Я заметил это, а еще заметил пятно грязи, окаймляющее прореху в ширинке. А затем меня поразила жесткость его взгляда. Еще я помню его… нет, я даже мысленно не смею без жестокой боли в сердце произнести слово «улыбка». Я зальюсь слезами, если попытаюсь выговорить сразу все слова, способные описать лишь один штрих, одну-единственную черточку его обаяния, ведь называя их по очереди, я с изумлением вижу, что получается портрет Пьеро. Но у него было нечто такое, чего нет у Пьеро: его скулы, подбородок, все выпуклые части лица, может быть из-за слишком густых кровеносных сосудов, казались более смуглыми, чем все остальное.
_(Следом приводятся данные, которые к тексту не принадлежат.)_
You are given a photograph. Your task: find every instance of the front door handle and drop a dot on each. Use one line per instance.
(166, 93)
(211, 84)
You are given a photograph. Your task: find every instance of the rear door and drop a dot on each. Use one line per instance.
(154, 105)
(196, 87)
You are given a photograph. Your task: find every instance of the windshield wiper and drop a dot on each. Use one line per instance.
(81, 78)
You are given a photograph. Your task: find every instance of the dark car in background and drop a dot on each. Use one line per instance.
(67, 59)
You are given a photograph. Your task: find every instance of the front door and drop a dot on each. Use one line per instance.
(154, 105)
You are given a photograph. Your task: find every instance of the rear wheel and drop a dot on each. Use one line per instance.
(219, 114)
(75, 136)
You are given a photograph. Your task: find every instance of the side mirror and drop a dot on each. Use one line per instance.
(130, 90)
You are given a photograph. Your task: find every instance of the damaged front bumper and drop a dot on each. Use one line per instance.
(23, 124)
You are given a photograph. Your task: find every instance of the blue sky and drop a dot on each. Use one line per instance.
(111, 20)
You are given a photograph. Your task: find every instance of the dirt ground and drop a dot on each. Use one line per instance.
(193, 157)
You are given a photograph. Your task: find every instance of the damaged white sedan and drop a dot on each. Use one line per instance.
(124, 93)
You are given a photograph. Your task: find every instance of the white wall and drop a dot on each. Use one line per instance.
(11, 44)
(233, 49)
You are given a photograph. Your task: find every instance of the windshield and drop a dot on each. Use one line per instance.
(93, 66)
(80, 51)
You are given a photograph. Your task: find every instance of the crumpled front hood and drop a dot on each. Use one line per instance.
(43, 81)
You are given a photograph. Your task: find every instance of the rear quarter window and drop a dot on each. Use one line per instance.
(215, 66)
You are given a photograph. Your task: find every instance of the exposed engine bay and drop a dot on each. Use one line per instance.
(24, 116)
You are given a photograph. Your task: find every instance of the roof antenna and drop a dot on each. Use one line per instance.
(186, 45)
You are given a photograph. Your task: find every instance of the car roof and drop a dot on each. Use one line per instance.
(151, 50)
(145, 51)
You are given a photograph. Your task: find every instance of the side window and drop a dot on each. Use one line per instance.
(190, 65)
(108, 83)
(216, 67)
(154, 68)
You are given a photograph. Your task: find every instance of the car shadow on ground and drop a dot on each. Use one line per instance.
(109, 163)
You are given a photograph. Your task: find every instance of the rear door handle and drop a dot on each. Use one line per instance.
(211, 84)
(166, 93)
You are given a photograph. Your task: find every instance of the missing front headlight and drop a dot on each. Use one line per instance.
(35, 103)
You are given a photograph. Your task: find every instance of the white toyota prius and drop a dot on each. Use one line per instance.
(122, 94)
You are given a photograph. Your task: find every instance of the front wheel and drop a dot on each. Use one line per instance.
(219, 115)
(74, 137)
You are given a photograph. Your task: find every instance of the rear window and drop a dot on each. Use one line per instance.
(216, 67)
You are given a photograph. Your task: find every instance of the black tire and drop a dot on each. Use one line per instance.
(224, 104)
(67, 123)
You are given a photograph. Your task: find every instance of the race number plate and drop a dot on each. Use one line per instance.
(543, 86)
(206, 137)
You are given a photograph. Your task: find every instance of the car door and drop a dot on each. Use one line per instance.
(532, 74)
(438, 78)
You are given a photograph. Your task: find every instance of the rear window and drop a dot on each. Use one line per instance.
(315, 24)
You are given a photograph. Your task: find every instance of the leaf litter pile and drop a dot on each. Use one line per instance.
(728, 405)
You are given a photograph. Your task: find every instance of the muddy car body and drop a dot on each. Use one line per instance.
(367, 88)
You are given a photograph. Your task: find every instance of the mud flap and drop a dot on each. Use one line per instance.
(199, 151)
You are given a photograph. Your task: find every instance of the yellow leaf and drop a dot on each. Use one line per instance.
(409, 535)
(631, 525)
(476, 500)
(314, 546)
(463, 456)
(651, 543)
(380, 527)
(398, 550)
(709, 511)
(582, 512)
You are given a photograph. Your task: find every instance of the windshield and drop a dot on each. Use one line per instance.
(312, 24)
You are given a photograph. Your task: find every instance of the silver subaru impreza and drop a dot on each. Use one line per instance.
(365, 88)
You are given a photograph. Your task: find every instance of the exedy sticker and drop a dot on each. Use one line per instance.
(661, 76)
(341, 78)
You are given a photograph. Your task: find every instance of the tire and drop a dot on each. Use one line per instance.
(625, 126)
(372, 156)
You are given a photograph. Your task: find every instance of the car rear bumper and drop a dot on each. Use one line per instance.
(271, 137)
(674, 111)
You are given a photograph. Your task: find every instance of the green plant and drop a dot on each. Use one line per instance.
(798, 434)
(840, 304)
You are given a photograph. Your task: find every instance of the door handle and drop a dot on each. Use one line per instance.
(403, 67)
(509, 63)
Словно на лицо была наброшена черная вуалетка или падала тень от такой вуалетки. И это была первая деталь траурного одеяния, которое украсит Дивера. Его лицо было, конечно же, человеческим лицом, но чтобы быть точнее, добавлю: порой оно приобретало выражение, делающее его похожим на сказочного грифона, а иногда даже на какое-то растение. А для меня оно по-прежнему подобно лику ангела, изображенного на витраже, чьи волосы постепенно превращаются в причудливый орнамент акантовых листьев. И еще в Дивере был надлом, задуманный создателем, как задуман этот волнующий патетический пролом Колизея на его громаде, словно вечно длящаяся вспышка. Я позже осознал суть этого душевного надлома, второй детали траурного одеяния, который оставляет свой незарубцевавшийся след на Булькене, на всех этих крепких парнях, от Бочако до Шарло — того самого Шарло, в которого цепляется моя ненависть, до сих пор цепляется, я чувствую ее в себе, но я уверен, что настанет день и она резко, с неистовой силой все-таки прорвется.
Мы отправились в столовую. По дороге какой-то тип спросил меня:
— Ну, видел? Ничего себе молодняк!
— Кто? Какой молодняк?
— Этот бегунок.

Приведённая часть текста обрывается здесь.